Tuesday, January 24, 2012
So, You Write Fantasy?
] Don't usually see you at these things.
} *swig* I hate crowds.
] Oh. What do you usually do after exams?
} *swig* I go find a coffee shop and write.
] *blink* *frown* So you what, write essays and stuff?
} I wrote essays back in high school. Always hated them. Putting the thesis in the first paragraph was the worst idea humanity ever had. Rather swim a mile in bacon grease. I write books now. Books are fun.
] *squint* ... books?
} They're kinda like long essays without a thesis in the first paragraph.
] Thanks, ass. *swig* But how do you, like, write a whole book?
} The same way you get through a night shift—one page at a time.
] You're clever.
} Not clever enough.
] *sigh* Yea, the test was hard.
} The tests are always hard. They're designed to kill the ego before it grows heads and tails. Biggest risk with this group.
] What kind of books?
} *cringe* *deep breath* Fantasy.
} Yep. I call my style fantastic realism. It's like fantasy but believable. Like if there was a dragon in my book, it would need the appropriate wingspan to lift his mass. In fact, I once spent a whole afternoon calculating out the wingspan required to loft a human-sized object into the air with a flapping motion—none of that gliding crud for this scenario—we're talking bonified flying humans.
I based my calculations off Quetzalcoatlus. It was tedious. I almost died.
} Quetzalcoatlus northropi. It was the largest flying animal ever recorded. Ten meter wingspan...probably. It might have been double that. Hard to say at this point. And the bigger trouble is that the weight estimates for the darn species are all over the place. Some journal articles said that these protobirds weighed about 70 kilos. Others said they were nearer 250 kilos.
] That's a pretty big variance.
} Your tellin' me. But I still want to give these human-sized flying objects wings—and I'm not gonna abandon my principles of fantastic realism—so I Emailed the scientist.
] You Emailed the….wait, the scientist?
} Yea, the one who discovered the fossil.
} Yea, believe it or not, you can do that. I said I was researching for a book. He was chill.
] He was...but it was for a fantasy book.
} Wasn't a need to know factoid. Besides, he didn't ask what I was working on. I used my old school address. Freakin' free pass to knowledge, that thing.
] So what'd he say?
} Said the problem I was hung up on was the wrong one. Said that as the flying animal gets larger, it needs to stretch its mass out more linearly. Said humans didn't have long enough necks. Said he started researching the buggers for that very reason. Wanted to see if humans could fly. Dude went to college, went to graduate school, did his post-graduate research, and published on the topic. Then he was at an airport bar in Seattle. Started this conversation with what turned out to be an aeronautical engineer. The engi-nerd blew his entire life's mission out of the water with a complimentary pen and a napkin. Man can't fly, he said. He doesn't have the diffusion of mass necessary for the deed.
] *swig* Bummer.
} For the scientist dude, yes. For me, it was an easy fix.

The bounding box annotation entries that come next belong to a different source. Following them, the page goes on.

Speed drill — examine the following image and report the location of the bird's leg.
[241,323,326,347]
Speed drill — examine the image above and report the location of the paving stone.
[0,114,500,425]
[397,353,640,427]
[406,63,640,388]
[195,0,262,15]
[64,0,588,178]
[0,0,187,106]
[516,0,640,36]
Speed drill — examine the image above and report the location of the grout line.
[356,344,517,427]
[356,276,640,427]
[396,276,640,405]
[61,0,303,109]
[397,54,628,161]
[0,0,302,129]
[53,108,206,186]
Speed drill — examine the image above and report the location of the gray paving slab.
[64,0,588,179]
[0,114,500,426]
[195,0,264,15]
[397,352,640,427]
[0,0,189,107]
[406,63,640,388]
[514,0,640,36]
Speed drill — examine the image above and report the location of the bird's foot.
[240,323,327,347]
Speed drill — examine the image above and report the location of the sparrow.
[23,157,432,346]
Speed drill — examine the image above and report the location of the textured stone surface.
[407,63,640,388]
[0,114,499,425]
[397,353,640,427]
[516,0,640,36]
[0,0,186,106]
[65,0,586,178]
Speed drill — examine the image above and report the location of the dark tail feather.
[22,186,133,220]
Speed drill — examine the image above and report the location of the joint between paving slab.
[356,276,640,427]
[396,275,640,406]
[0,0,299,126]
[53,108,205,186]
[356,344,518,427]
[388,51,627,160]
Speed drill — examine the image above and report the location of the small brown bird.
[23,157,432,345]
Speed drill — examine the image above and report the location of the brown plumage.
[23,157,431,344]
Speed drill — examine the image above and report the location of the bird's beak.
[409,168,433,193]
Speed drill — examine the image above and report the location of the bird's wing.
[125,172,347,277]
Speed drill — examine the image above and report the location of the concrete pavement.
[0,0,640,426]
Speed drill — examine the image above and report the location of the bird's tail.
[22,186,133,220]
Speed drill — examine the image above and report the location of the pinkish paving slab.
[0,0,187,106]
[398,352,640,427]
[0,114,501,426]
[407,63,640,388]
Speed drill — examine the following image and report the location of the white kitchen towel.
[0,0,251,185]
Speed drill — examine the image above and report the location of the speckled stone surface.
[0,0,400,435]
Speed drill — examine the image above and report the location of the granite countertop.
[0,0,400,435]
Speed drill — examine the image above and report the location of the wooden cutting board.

} I threw in some magic. A linearizing spell. Works like a charm.
] But...I thought you said your style was fantastical realism. Isn't throwing in some magic cheating?
} *swig* Of course. But the most important thing you need to remember about reality is that everybody hates reality. Reality is full of daylong exams and triplicate forms and car payments and Fleet enemas dribbling out the backside. No one complains when you bloody up the bastard a bit. Heck, some'll even pay the price of admission.
] That's rather unsettling.
} So is bourbon. *swig* Yet, we order it over a Shirley Temple every single time.
] True... *frown grows*
} Now what?
] It's just...fantasy? You're a medical student. Why are you writing fantasy?
} I need to get my swings in. I know I'm losin' this fight, but I'd rather go down like Porkins.
] I'd rather be Wedge Antilles.
} *smirk* One death star run isn't enough?
] What can I say, the Force is for lamers. I like to work with my hands.
} Have you considered surgery?
[Don't read too far into this short. It ain't real, and the actual convo didn't happen. I'm just working out some writer's cramps.]